I'm grateful for everyone's ideas and feedback, in the coming days & weeks I'll put together some documentation to summarize and put some time into some proposals, I have a lot of experience with the SM infrastructure and its inner workings, having had to work around it's pitfalls.

Watch this space, I'll post a link when ready.

Regards,

Peter.


On 5/08/2021 7:27 am, Sean Mullan wrote:

On 8/3/21 8:10 PM, Peter Firmstone wrote:
On 4/08/2021 2:40 am, Sean Mullan wrote:



On 8/2/21 8:28 PM, Peter Firmstone wrote:
In JGDMS without SM, at least the following must be addressed to
maintain security:

   1. TLS and Kerberos connections cannot be established. (My
software is
      littered with doPrivileged calls that preserve the Subject, we
don't
      have anon TLS connections, we require client certificates).

As mentioned several times, this use case will be preserved and is
already covered in JEP 411:
https://openjdk.java.net/jeps/411#subject-doas

Yes, that's true, a secondary consideration is the amount of work that
will be required to support different versions of Java, no doubt
reflection will be helpful, to check for the existence of the new
methods.   Last time I checked, I have around 1,000 locations in the
code that will require changes.   My motivation for mentioning it was to
highlight the benefit of reusing existing methods, which currently
provide this functionality.

This is a case similar to AccessController.doPrivileged where we could potentially keep the existing APIs in place for a longer time period until such time the compatibility risk is low and applications/libraries have had ample time to convert to the new APIs. See the paragraph about degrading APIs in JEP 411: https://openjdk.java.net/jeps/411#Description

As an interim step, the existing APIs could be adapted such that they simply call the new APIs which will likely use a different mechanism to transfer the Subject across API boundaries (ThreadLocals or eventually Scope Locals, when they arrive).

   2. All remote connections are authorized to load classes.
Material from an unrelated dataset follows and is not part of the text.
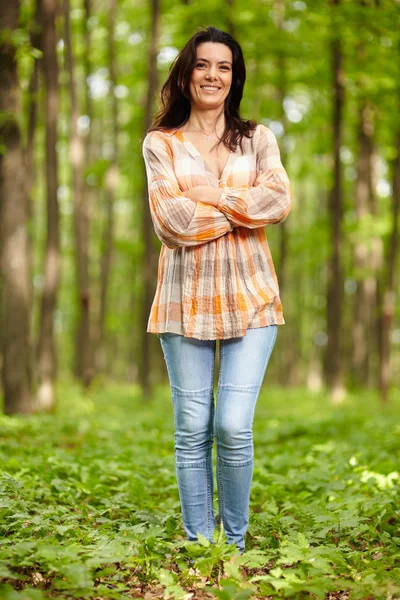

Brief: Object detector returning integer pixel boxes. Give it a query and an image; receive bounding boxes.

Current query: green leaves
[0,386,400,600]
Not sure why you can't do something with a custom ClassLoader that
only loads classes for authorized users.

Interesting, what do you have in mind?

I don't know, it was mostly just an idea I am throwing out based on your #2 statement above. I don't have the time to fully understand your model, but more simply if you know who is authorized and who isn't, it seems like you would have direct control over what the users are authorized to do and instead of relying on the Security Manager to catch operations already in motion, you could prevent them before they even occur. This seemed like one of those cases.

Having established that OpenJDK is not yet willing to compromise, I have been attempting to create an authorization layer using Agents, so that I
can restore perimeter security following the removal of SM and support
future versions of Java.   It is my hope that either I will be
successful in recreating an authorization layer, or that enough people
come forward and OpenJDK decides there are enough affected developers to
find a compromise that either makes migration practical, or less
expensive.

You may have some interesting ideas, but in my opinion you have not
presented them in a clear and easily digestible manner, and your long
emails are time consuming to read, repetitive and often diverge into
rants. (Keep in mind there are many people on the jdk-dev alias, and a
lot of them may not care about this topic). It is to the point where I
only skim your emails quickly. I would take the time to write up your
ideas in an external place. It may not go anywhere, but at least you
would have a single place where your proposal, experiments, etc are
documented.

It's a two way street, I'm currently penetration testing OpenJDK dev's
to discover their pain points with SM architecture, as they haven't
documented them in JEP411.  When I am sure I have discovered your pain
points, I plan to document a proposal. There's no point writing
something up that address the wrong pain points.

On that topic, I think for historical purposes, JEP 411's wording could
more accurately reflect the experiences of developers who overcame the
shortcomings that beginners experience with SM.   JEP 411 does well to
document beginners experiences when first attempting to use SM, however
I think this unfairly penalizes the original authors, history should
look more kindly on their achievements.  SM is a great achievement that
stood the test of time for over 20 years, and no one else has succeeded
at this task, it's not perfect, but it works well for those who are
using it to it's full potential.  It's association with Applets and
their use of ClassLoaders as a weak form of isolation, and the resulting
permission sprawl that eventuated as band-aids to each vulnerability, is
unfortunate.

I don't disagree that the SecurityManager was a significant achievement. But I think JEP 411 presents a fair picture of how it played out over the years, and captures the main issues that most users and developers faced when trying to use or deploy it.